Die Veröffentlichung der Kirchenaustrittszahlen 2004 hat in den letzten Wochen zu lebhaften Diskussionen und Auseinandersetzungen in der Öffentlichkeit geführt. Bestimmte Wortmeldungen haben gezeigt, dass heute nicht von ungefähr von einer Spaltung gesprochen wird, die sich horizontal zwischen Kirchenvolk und Kirchenleitung auftut. Auch wenn die Vertreter der Kirchenleitung natürlich zum Volk Gottes gehören, scheinen sie doch zugleich gleichsam in einem anderen Lebens- und Erfahrungsraum zu stehen.

Die "Aura" der Mitra-Träger

Dass dies so ist, hängt zum einen mit der Eigenart des Beziehungs-raumes Mitra-tragender Personen zusammen. Natürlich spielt da einmal grundlegend eine Rolle, ob einer in "Sonderwelten" bestimmter Ordensgemeinschaften gelebt hat oder lebt.

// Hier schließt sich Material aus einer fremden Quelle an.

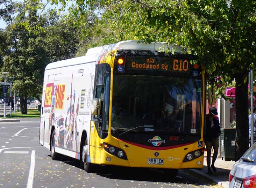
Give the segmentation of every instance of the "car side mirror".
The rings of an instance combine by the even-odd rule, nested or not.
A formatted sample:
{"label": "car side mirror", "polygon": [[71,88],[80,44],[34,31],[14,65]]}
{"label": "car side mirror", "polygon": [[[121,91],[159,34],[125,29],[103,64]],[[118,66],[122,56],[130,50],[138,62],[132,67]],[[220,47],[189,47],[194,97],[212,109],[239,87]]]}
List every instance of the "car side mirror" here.
{"label": "car side mirror", "polygon": [[215,104],[215,91],[211,88],[207,90],[208,92],[208,104],[209,105]]}
{"label": "car side mirror", "polygon": [[100,99],[94,98],[92,101],[92,114],[97,116],[100,115],[100,108],[101,99]]}

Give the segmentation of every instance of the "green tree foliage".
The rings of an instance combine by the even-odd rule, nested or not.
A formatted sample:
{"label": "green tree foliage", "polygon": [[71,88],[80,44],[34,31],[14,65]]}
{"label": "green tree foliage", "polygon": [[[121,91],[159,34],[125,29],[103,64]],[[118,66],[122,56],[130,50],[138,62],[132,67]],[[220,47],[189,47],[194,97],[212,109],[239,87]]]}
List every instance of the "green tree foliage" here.
{"label": "green tree foliage", "polygon": [[74,57],[79,39],[74,21],[62,19],[54,10],[41,16],[40,27],[44,29],[35,33],[28,31],[20,21],[22,18],[36,23],[38,19],[37,10],[31,9],[27,16],[24,12],[21,13],[5,32],[8,50],[5,54],[2,71],[15,77],[13,89],[19,90],[21,109],[24,114],[27,113],[28,96],[35,97],[41,102],[46,66]]}
{"label": "green tree foliage", "polygon": [[[64,0],[51,2],[66,5]],[[176,44],[198,55],[211,84],[218,76],[228,82],[235,79],[236,159],[244,153],[249,145],[247,75],[256,55],[255,0],[84,0],[76,3],[70,9],[77,16],[75,22],[81,24],[86,15],[96,14],[98,26],[94,33],[103,35],[103,43],[129,39]]]}
{"label": "green tree foliage", "polygon": [[[63,3],[63,1],[59,1]],[[255,0],[86,0],[74,12],[100,15],[113,36],[182,45],[198,55],[209,82],[236,81],[236,157],[248,147],[247,76],[255,59]],[[98,11],[98,12],[97,12]],[[99,32],[100,33],[100,31]],[[115,33],[114,32],[115,32]]]}

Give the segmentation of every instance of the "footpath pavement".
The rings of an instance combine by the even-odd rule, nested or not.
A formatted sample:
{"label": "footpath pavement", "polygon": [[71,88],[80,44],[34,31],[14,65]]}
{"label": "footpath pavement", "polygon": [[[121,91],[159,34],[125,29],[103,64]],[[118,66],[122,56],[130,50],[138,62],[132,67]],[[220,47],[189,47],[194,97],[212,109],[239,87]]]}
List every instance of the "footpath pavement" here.
{"label": "footpath pavement", "polygon": [[[15,121],[20,121],[20,120],[15,118],[0,118],[0,122]],[[206,156],[205,156],[204,159],[204,168],[202,170],[190,169],[190,170],[211,180],[213,182],[224,188],[229,188],[229,172],[232,169],[235,161],[232,160],[225,161],[224,160],[222,160],[221,158],[217,158],[215,164],[217,169],[217,172],[214,173],[212,174],[209,174],[207,173]]]}
{"label": "footpath pavement", "polygon": [[[212,158],[211,158],[211,160]],[[204,168],[202,170],[191,169],[193,172],[204,176],[219,186],[224,188],[228,188],[229,186],[229,172],[232,169],[233,165],[235,163],[233,160],[225,161],[222,160],[221,158],[217,158],[215,162],[214,166],[217,169],[217,172],[213,173],[212,174],[208,173],[208,168],[206,163],[206,157],[205,156],[204,161]]]}

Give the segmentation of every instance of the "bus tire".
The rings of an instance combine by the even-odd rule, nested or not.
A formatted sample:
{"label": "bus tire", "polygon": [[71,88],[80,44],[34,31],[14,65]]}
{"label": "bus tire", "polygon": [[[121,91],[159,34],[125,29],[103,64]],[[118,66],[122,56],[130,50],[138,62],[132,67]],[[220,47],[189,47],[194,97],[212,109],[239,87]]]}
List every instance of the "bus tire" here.
{"label": "bus tire", "polygon": [[90,173],[92,172],[93,167],[93,164],[87,161],[87,151],[88,150],[88,145],[87,144],[87,138],[86,138],[83,148],[82,162],[83,163],[84,168],[85,172]]}
{"label": "bus tire", "polygon": [[51,139],[51,157],[53,160],[58,160],[60,158],[60,156],[55,152],[55,130],[54,129]]}

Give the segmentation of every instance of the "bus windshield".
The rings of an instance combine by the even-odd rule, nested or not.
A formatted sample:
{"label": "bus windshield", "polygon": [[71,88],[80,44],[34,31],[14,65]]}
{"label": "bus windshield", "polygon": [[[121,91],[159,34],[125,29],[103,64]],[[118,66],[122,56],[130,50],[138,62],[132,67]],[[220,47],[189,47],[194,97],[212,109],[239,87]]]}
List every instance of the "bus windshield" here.
{"label": "bus windshield", "polygon": [[114,75],[111,134],[201,134],[202,83],[191,78]]}

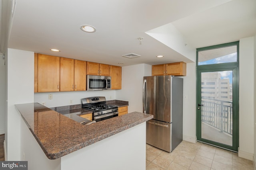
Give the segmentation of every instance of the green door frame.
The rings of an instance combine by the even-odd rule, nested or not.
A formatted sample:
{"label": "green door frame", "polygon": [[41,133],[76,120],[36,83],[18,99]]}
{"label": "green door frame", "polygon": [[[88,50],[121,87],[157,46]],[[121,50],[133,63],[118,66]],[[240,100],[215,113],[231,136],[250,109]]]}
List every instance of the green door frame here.
{"label": "green door frame", "polygon": [[[198,104],[201,104],[201,73],[208,72],[216,72],[233,70],[233,132],[232,146],[218,143],[201,138],[201,109],[196,109],[196,137],[198,141],[209,144],[217,147],[237,152],[239,147],[239,41],[227,43],[219,45],[198,48],[196,49],[196,108]],[[198,53],[200,51],[218,49],[222,47],[237,46],[237,61],[236,62],[214,64],[208,65],[198,65]]]}

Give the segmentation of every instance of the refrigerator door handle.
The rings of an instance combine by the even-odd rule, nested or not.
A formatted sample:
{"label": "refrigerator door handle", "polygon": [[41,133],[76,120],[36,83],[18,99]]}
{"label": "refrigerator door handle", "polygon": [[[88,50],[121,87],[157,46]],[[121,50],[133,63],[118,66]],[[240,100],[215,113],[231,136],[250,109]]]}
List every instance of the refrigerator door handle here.
{"label": "refrigerator door handle", "polygon": [[146,104],[147,103],[147,80],[144,80],[143,85],[143,113],[146,113]]}
{"label": "refrigerator door handle", "polygon": [[147,123],[148,123],[150,124],[152,124],[154,125],[156,125],[157,126],[162,126],[162,127],[168,127],[168,125],[161,125],[159,123],[156,123],[152,122],[152,121],[147,121]]}

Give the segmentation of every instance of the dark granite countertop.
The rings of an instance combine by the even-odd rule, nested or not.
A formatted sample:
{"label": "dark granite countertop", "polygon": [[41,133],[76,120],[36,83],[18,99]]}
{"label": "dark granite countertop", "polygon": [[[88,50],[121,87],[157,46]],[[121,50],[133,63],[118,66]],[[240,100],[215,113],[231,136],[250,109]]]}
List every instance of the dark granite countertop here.
{"label": "dark granite countertop", "polygon": [[37,103],[15,106],[50,159],[59,158],[153,117],[134,112],[84,125]]}
{"label": "dark granite countertop", "polygon": [[121,107],[127,106],[129,105],[129,102],[119,100],[108,100],[106,101],[106,104],[112,105],[120,107]]}

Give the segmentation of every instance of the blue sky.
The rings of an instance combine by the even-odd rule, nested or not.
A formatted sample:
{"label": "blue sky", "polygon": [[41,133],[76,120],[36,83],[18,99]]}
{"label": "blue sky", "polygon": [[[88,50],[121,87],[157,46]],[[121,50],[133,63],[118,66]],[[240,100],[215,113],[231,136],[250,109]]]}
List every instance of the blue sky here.
{"label": "blue sky", "polygon": [[[202,62],[199,62],[198,65],[235,62],[236,61],[236,52]],[[230,83],[232,84],[232,70],[220,71],[219,72],[220,73],[222,79],[229,78]]]}

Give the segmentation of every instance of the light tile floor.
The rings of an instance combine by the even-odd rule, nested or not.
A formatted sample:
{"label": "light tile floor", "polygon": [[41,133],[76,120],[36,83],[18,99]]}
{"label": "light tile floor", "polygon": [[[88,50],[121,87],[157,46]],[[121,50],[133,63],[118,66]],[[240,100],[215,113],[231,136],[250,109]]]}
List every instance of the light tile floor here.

Wenn einer dann aber konkret im Amt steht (ohne damit verallgemeinern zu wollen): In den Beziehungen zu den Untergebenen sind heute nach wie vor "Zuckerbrot und Peitsche"-Erwartungen wirksam, "Insider-Katholiken" sind, sofern sie nicht selbst verletzt wurden, bemüht, keine Wunden zuzufügen, und ganz allgemein neigt "der Österreicher" noch immer dazu, Mitra-Träger in eine Art "Aura" gehüllt zu sehen, die einen zumindest distanziert-höflichen Umgang erfordert (solange handfeste politische Interessen nicht anderes nahe legen).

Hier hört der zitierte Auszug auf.